With Domtar's paper mills achieving record performance and an industry-wide trend of baby boomers retiring over the next several years, paper science engineers are in high demand. If you're a college student or know someone who is, there's never been a better time to pursue a career in the pulp and paper industry.
"We always have high demand for paper science engineers," says Melanie Jenkins, Domtar talent acquisition specialist. "It's one of our most highly recruited positions and one of the best for offering early-career professionals an incredible opportunity to build a long and successful career."
To meet demand, Domtar maintains active recruiting relationships with five universities in the United States that offer paper science programs, along with numerous smaller schools located near our pulp and paper mills. Our university partners include:
So what makes a paper science engineer so desirable to employers?
"The conversion of biomass into paper and board is a unique, specialized and complicated process that's not taught in chemical or mechanical engineering programs," says Dr. Med Byrd, director of undergraduate programs for North Carolina State University's paper science and engineering program.

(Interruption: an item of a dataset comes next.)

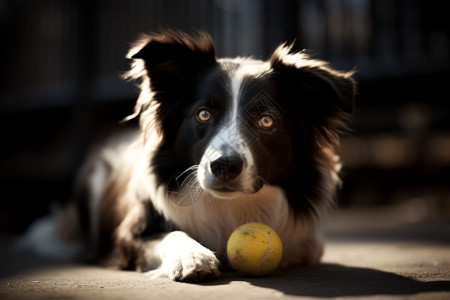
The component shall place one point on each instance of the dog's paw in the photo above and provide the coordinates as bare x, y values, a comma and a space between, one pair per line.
195, 266
189, 262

He says paper science program graduates have the fundamental and applied experience needed to contribute immediately at a paper mill, while others would face a much steeper learning curve. Pulp and paper employers find that ability extremely desirable, and the competition for top talent is fierce.
Because of the number of baby boomers soon to retire, Byrd says, "most people don't understand the extent of talent needed in the next five years. It's fueling a frenzied demand for students."
Byrd estimates that, in total, the paper science and engineering programs in the United States produce about 150 graduates each year. They're recruited immediately after graduation. Most receive multiple job offers, and nearly all are hired within six months, with a starting annual salary in the low-to-mid $US70,000 range -- more than most entry-level engineers receive in different disciplines. What's more, Byrd says the starting salary grows each year due to low supply and high demand across the pulp and paper industry.
Paper Science Engineers Turn Internships Into Jobs
In 2018, Domtar hired 29 paper science engineer interns and 22 co-op students. In addition, Domtar hired seven former interns and co-op students as full-time entry-level paper science engineers at our Nekoosa, Plymouth, Port Huron and Kingsport mills.
Dylan Tripp is one such engineer. He earned his Bachelor of Science degree in paper science and engineering at North Carolina State University in December 2018. After interning at our Plymouth Mill for two summers, he joined the staff as an entry-level engineer in January 2019.
Tripp was undecided on which engineering program to pursue when his friend John Edwards -- then a North Carolina State University upperclassman and now Plymouth Mill machine superintendent -- encouraged him to consider paper science engineering thanks to its family-like atmosphere and competitive job opportunities at graduation.
"I took the first class and enjoyed it. I'm glad I stuck with it," says Tripp. He encourages others to pursue paper science programs because of the opportunities his degree has already afforded him as a young engineer, like participating in important continuous improvement projects at the Plymouth Mill.
Bill Edwards, Domtar's vice president, Communication Paper Manufacturing, agrees: "I've been very impressed with the way our interns, co-op students and new engineers are able to add value to our operations right out of school. It's a testament to the quality of the programs our college and university partners offer. We're very proud to support them."